"Sonia" : en défense de BFMTV (si, si)
Daniel Schneidermann - - Le matinaute - 13 commentaires Télécharger la videoTélécharger la version audio
Prendre son élan ; retenir sa respiration ; attention, préparez-vous : on va défendre ici BFMTV.
Dieu sait si notre site a souvent été critique envers cette chaîne. Pas BFM en tant que telle, chaîne fabriquée par des professionnels ni meilleurs ni pires que les autres. Mais contre l'influence, hautement nocive, de l'info continue surpuissante, dans les grandes crises nationales. Sur cette nocivité, nous avons créé un dossier. Et on y reviendra aussi souvent que nécessaire.

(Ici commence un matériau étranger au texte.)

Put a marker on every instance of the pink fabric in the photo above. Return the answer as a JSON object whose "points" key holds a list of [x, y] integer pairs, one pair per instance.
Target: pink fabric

Mais l'enquête pour "mise en danger de la vie d'autrui", déclenchée hier contre la station par le parquet de Paris, pour avoir diffusé l'interview de "Sonia", la personne qui a permis à la police de localiser, et de tuer Abdelhamid Abaaoud après le 13 novembre dans l'assaut d'un immeuble à Saint Denis, ne peut s'analyser autrement que comme une grossière intimidation contre la presse. On s'étonne d'ailleurs de la modération de la réaction des confrères. Si -au hasard- c'étaient Le Monde ou Mediapart qui avaient été victimes de ce type d'intimidation, il est probable que les protestations auraient été plus vives. Attendons.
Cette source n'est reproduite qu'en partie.